Allarme
inflazione
Di
Carlo Pelanda (26-5-2008)
Da un lato,
il rallentamento della crescita globale pur in atto, appare meno acuto di
quanto si temeva, ma, dall’altro, l’aumento dell’inflazione sta prendendo una
tendenza pericolosa. Fino a pochi mesi fa si pensava che il picco di
inflazione, dappertutto, fosse dovuto ad un shock temporaneo. Ma da qualche
tempo si comincia a temere che la carenza di offerta di petrolio e, pur meno,
di materie alimentari sia strutturale. Questa non è una buona notizia perché l’inflazione
è un pericolo di tale entità da far preferire la recessione per evitarlo.
I Paesi
emergenti mostrano quasi tutti un’inflazione a due cifre (Cina circa 16%, forse
più, Argentina oltre il 20, ecc.). In quelli sviluppati e maturi, America ed Europa,
comunque i prezzi salgono oltre i livelli di guardia. Nella zona euro è
considerata accettabile un’inflazione al 2%, ora viaggia sopra il 3. Negli
Stati Uniti è un po’ di più. Tali numeri fanno ipotizzare che le Banche
centrali di tutto il pianeta abbiano sottovalutato, chi più chi meno, il
problema dell’inflazione lasciando il costo del denaro più basso di quello che
sarebbe dovuto essere, cioè l’economia troppo a briglie sciolte. E ciò è
successo perché, appunto, il picco dei prezzi energetici ed alimentari era
considerato contingente e riassorbibile e nessuno se la è sentita di soffocare
la crescita per prevenire l’inflazione stessa. Ma poi i dati hanno mostrato che
la domanda in Cina ed India terrà i prezzi di tali materiali in tensione
permanente. Nell’eurozona, dove la
Bce certo non è lassista, le “bombe” di liquidità immesse nel
sistema per bilanciare la crisi finanziaria hanno comunque prodotto un effetto
inflazionistico. Ed ora in tutto il mondo, per la prima volta dopo gli anni
’70, sta andando in priorità il problema di disinflazionare anche a scapito
della crescita. La Banca
d’Inghilterra ha tenuto il costo del denaro elevatissimo (sopra il 5%)
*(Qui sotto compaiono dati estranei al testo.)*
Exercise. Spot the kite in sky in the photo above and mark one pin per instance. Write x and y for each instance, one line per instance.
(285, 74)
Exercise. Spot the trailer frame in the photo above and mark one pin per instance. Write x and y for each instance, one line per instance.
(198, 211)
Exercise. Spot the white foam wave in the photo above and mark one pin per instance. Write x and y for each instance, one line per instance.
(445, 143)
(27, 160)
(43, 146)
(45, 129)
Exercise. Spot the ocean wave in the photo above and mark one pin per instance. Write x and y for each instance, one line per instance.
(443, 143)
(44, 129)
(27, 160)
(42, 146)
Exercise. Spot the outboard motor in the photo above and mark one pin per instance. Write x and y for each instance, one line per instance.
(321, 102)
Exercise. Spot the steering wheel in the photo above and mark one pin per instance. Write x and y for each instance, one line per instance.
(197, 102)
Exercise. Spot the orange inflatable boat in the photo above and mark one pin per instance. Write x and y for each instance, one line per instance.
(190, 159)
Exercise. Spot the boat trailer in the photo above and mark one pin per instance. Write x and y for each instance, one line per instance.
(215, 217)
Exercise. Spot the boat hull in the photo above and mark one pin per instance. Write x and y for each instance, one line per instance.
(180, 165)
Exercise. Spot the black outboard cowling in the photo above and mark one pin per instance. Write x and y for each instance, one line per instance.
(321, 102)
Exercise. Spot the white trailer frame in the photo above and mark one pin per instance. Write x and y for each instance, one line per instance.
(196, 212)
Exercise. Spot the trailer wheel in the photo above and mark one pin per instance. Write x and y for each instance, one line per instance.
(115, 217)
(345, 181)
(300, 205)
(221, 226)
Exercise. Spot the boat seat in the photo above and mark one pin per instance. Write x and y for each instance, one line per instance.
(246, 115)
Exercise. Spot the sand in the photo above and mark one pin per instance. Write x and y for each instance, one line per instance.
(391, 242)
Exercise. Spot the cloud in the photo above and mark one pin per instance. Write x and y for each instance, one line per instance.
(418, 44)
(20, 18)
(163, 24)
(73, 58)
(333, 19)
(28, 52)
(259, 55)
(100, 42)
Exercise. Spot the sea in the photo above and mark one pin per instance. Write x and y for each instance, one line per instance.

nonostante la tendenza recessiva in atto. In America la Fed ha fatto capire che non
taglierà ulteriormente i tassi (al 2%) pur la crescita calante. E anche la Bce, che si prevedeva avrebbe
tagliato i tassi in autunno per contrastare la recessione nell’eurozona, li
terrà così come sono o perfino li rialzerà. La Cina dovrà anche calmierare l’incremento dei
prezzi e ciò avrà un impatto sulla crescita. In questa generale tendenza
disinflazionistica dobbiamo aspettarci che chi governa il sistema preferirà
prendere il rischio di recessione piuttosto che quello di inflazione. Per tale
motivo lo scenario di rimbalzo dopo il rallentamento economico del 2008 si sta
modificando: la ripresa globale, prevista in avvio nel 2009 fino a poco tempo
fa, probabilmente arriverà in ritardo e sarà più contenuta. Gli Stati Uniti
saranno favoriti da un tipo di mercato che, poiché più libero, ha più
concorrenza ed efficienza e quindi maggiore capacità di annullare l’inflazione
con soluzioni di flessibilità. Lì la ripresa potrebbe essere anticipata e più
forte, forse. Ma per l’Europa, dove il mercato è più vincolato e meno flessibile,
quindi meno capace di annullare la tendenza inflazionistica con soluzioni di
efficienza, è molto probabile che la priorità disinflazionistica ci manterrà in
crescita bassa per un periodo prolungato. Questo è l’aggiornamento dello
scenario in un momento di rapidi cambiamenti. Dobbiamo aver paura? Per un po’
soffriremo, poi il sistema dovrebbe adattarsi alle nuove condizioni di prezzo
di energia ed alimentari, contenendolo. Quanta sofferenza e per quanto in
Europa? Due anni di crescita bassa, ma non di recessione pesante, è lo scenario
migliore e spero che il prossimo aggiornamento possa confermarlo.